Following a successful IPO in 2006 on the basis of the expanded R&D portfolio, the company nevertheless narrowed its scope to the clinical development of ocriplasmin, a truncated form of plasmin for ophthalmology indications, culminating in the completion of a pivotal phase III program in 2010.[70][71] Following FDA approval, ThromboGenics launched ocriplasmin, marketed as Jetrea®, in the US on 14 January 2013 for the treatment of symptomatic vitreomacular adhesion (VMA).[72] Three months later, the European Commission approved ocriplasmin,[73] a decision that paved the way for Alcon to launch the product under licence of ThromboGenics. Disappointed by the, in his opinion, inadequate strategic and commercial governance of the company, Collen stepped down as Chairman and member of the board in December 2013.[15]
Fund+
In May 2015 Désiré Collen, through the private foundation Désiré Collen Stichting and the non-profit organisation Life Sciences Research Partners, founded Fund+ of which he is the Chairman. Fund+ will invest in innovative life sciences companies seeking series A or B financing and with a Proof of Concept in therapeutics, diagnostics or medical devices. The Fund made investments in Ogeda (acquired by Astellas), Iteos , MaSTherCell , Promethera , Q-Biologicals (acquired by Amatsi Group ), Novadip , eTheRNA and Octimet . Fund+ aims at realizing an attractive financial return for its investors, as well as a societal return. Fund+ wants to contribute in a sustainable way to the improvement of the eco system for biotech companies. Therefore, its major geographical focus will be Belgium. As of July 2017 Fund+ had raised over 139 Million euro of financing commitments. The intended investment size per company will be between 3 and 10 million euro spread over different milestones.
Awards and honours
Désiré Collen was awarded the Belgian Francqui Prize in Biological and Medical Sciences in 1984. He received the Louis-Jeantet Prize for Medicine (Fondation L. Jeantet, Geneva, Switzerland) in 1986, the Bristol-Myers Squibb Award for Cardiovascular Research (New York, NY, USA) jointly with Mark Verstraete in 1994, the Interbrew-Baillet Latour Health Prize (Belgium) jointly with Peter Carmeliet in 2005, the Harvard Leadership Prize by the Harvard Club of Belgium in 2007, the Insead Innovator Prize in 2009, the Robert P. Grant Medal from the International Society for Thrombosis and Haemostasis in 2011, the Lifetime Achievement Award of Belcham (New York, NY, USA) in 2013 and the Lifetime Achievement Award of Scrip (London, UK) in 2013.

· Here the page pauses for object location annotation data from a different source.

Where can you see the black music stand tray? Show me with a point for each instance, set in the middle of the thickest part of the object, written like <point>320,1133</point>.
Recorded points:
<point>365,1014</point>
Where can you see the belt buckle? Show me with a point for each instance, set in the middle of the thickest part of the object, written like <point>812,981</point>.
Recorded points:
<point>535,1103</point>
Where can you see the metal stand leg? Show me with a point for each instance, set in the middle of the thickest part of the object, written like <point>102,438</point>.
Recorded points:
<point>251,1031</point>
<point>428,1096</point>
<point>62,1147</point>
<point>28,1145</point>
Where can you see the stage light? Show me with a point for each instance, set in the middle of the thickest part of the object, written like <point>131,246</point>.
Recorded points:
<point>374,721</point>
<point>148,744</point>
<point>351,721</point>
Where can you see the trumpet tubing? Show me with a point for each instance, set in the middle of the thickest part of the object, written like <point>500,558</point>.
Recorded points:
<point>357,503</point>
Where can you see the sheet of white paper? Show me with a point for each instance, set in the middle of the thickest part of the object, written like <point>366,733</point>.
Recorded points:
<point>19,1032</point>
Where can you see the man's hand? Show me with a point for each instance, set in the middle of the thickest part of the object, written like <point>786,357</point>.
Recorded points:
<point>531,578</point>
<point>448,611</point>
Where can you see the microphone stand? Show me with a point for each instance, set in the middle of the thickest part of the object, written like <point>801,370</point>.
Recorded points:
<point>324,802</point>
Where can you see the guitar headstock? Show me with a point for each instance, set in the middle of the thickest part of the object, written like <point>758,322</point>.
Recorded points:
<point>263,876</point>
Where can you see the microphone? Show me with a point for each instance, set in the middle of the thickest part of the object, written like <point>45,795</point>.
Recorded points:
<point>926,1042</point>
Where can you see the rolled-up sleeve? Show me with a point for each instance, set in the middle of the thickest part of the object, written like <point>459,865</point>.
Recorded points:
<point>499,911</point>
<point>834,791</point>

He became Ereburger (Honorary Citizen) of his native town Sint-Truiden (Belgium) in 2013 and Alumnus of the Year 2014 of Alfagen KU Leuven. In 2012 his majesty King Albert II of Belgium awarded him the hereditary nobility status (personal title of Baron).
In addition he received honorary doctorates from Erasmus University, Rotterdam (The Netherlands) in 1988, Free University of Brussels (VUB), Brussels (Belgium) in 1994, University of Notre Dame, Notre Dame (IN, USA) in 1995 and Université de la Méditerranée, Marseille (France) in 1999.
Books
Collen's memoires (in Dutch) 'Een hart voor onderzoek en ondernemen' were published in 2009 by VandenBroele (ISBN 9789049600563).